Category: Laboratory Research
Award Category: Junior Scientist
Importance of Simulating Polymerization Shrinkage of Materials in Finite Element Models
Canan Özcana* (canan.ozcan@univ-reims.fr) | Philippe Lestrieza | Yannick Josseta
aFaculty of Odontology, MATIM, University of Reims Champagne-Ardenne, Reims, France
Objective: This study compared the effect of composite onlay restoration design bonded with different adhesive thickness, with or without omission of polymerization shrinkage of materials, on the Von Mises stress distribution during the chewing stage.

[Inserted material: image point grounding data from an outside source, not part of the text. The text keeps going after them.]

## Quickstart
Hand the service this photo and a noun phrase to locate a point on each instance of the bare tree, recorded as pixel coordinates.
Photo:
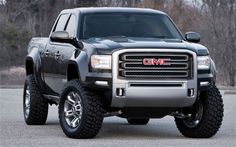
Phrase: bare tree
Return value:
(221, 21)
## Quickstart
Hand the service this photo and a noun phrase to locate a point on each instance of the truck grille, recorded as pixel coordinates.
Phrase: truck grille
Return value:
(176, 65)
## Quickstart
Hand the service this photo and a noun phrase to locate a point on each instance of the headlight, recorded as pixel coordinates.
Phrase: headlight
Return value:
(203, 62)
(101, 61)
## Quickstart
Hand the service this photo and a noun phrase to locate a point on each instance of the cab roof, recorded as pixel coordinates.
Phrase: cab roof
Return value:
(85, 10)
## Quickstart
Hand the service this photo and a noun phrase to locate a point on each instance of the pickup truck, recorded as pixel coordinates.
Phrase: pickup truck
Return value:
(128, 62)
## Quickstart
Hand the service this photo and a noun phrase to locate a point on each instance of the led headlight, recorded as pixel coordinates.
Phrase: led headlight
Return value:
(203, 62)
(101, 61)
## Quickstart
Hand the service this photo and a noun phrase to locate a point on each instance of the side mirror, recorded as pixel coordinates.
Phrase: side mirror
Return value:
(192, 37)
(63, 37)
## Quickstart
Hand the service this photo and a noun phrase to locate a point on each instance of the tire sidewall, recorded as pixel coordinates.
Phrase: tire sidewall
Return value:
(24, 93)
(67, 129)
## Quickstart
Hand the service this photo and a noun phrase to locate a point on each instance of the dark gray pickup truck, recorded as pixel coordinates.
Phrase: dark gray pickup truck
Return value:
(127, 62)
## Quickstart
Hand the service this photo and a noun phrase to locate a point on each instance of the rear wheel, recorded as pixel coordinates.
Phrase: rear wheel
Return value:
(35, 106)
(205, 117)
(138, 121)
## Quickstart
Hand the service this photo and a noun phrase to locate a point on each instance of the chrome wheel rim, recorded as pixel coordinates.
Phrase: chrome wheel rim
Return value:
(27, 101)
(73, 109)
(195, 117)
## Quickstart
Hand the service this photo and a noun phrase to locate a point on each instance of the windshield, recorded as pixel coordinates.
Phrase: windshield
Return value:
(99, 25)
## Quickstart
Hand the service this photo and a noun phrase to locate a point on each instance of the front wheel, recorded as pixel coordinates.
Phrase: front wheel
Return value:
(80, 111)
(205, 116)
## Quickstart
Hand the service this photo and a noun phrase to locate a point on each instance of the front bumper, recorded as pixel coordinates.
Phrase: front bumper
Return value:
(149, 93)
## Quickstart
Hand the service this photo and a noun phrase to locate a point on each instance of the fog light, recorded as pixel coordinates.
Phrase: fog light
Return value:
(101, 83)
(204, 83)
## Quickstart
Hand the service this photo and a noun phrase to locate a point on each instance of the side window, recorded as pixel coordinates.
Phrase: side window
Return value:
(71, 26)
(61, 22)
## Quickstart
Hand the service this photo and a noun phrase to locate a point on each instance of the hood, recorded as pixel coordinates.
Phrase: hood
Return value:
(107, 46)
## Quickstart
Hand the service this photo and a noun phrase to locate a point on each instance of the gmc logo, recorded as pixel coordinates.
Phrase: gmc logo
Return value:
(153, 61)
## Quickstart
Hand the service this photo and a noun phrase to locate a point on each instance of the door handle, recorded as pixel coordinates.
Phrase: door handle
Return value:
(57, 55)
(46, 53)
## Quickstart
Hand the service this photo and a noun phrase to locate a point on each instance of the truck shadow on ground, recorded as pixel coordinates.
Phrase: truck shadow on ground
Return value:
(122, 130)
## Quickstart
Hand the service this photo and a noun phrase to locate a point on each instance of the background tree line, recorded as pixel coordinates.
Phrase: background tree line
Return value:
(215, 20)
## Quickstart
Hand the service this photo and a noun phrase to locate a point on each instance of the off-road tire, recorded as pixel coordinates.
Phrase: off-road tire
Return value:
(137, 121)
(92, 116)
(212, 117)
(38, 109)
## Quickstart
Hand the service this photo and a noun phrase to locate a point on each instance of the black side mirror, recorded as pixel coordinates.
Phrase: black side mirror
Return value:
(192, 37)
(63, 37)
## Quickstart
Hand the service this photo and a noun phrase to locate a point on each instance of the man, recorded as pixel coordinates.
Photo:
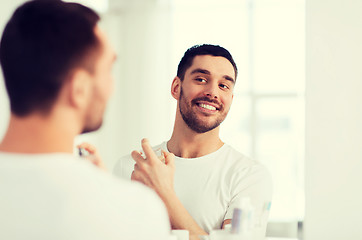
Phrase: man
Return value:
(57, 63)
(208, 178)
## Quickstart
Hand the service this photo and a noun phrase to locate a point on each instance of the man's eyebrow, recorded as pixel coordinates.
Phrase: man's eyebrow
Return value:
(204, 71)
(200, 70)
(229, 79)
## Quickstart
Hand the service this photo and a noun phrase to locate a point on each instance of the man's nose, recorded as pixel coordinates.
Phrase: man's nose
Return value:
(211, 91)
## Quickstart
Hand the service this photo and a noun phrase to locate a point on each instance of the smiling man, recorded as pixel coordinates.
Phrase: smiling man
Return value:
(57, 63)
(203, 179)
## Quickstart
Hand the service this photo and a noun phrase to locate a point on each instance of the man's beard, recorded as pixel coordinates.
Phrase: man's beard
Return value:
(191, 119)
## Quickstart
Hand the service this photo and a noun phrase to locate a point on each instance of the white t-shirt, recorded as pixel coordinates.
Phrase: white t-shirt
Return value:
(61, 197)
(211, 186)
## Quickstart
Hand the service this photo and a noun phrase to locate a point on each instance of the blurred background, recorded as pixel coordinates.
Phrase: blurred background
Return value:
(274, 116)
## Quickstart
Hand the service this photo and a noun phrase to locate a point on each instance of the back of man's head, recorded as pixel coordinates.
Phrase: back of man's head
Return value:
(41, 44)
(204, 49)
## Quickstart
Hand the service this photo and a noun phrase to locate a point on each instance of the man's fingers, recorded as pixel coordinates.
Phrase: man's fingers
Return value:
(140, 177)
(137, 157)
(150, 154)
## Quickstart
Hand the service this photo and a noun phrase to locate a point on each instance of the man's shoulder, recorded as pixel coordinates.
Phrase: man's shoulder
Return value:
(240, 161)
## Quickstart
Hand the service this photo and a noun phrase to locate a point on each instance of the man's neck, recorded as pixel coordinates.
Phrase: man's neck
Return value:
(37, 134)
(187, 143)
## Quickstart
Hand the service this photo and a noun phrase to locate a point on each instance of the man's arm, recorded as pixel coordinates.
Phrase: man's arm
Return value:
(160, 177)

Methods: The analysis used a finite element model of 17 and 47 built from a patient CBCT acquisition and charged with his mandibular motion recorded with Modjaw system. Three groups were constructed. Group A- Reference group. Group B- The adhesive had a greater thickness (0.25 instead of 0.1 mm). Group C- The onlay had a greater depth (2.5 instead of 1.5 mm). In each group, a thermal analogy was used for a numerical simulation of the polymerization shrinkage of adhesive layer and composite for one model, and it was omitted for the other one model. The Von Mises stresses on each structure were measured in the maximum occlusion phase of the chewing stage.
Results: The greatest stresses were measured in the composite under the contact points with the opposing tooth and in the group with the deepest restoration (218 MPa). With the simulation of polymerization shrinkage, the stresses observed on the enamel were 3 to 4.4 times higher (155 MPa) and localized on the proximal zones where the thickness of the material was the lowest. For dentin, stress values were doubled for groups B and C and 5.5 times greater for the reference group (77 MPa). Their location was on the external part of the proximal angles of the cavity. The pulp also presented stresses twice as high despite values remaining very low (0.0028 MPa).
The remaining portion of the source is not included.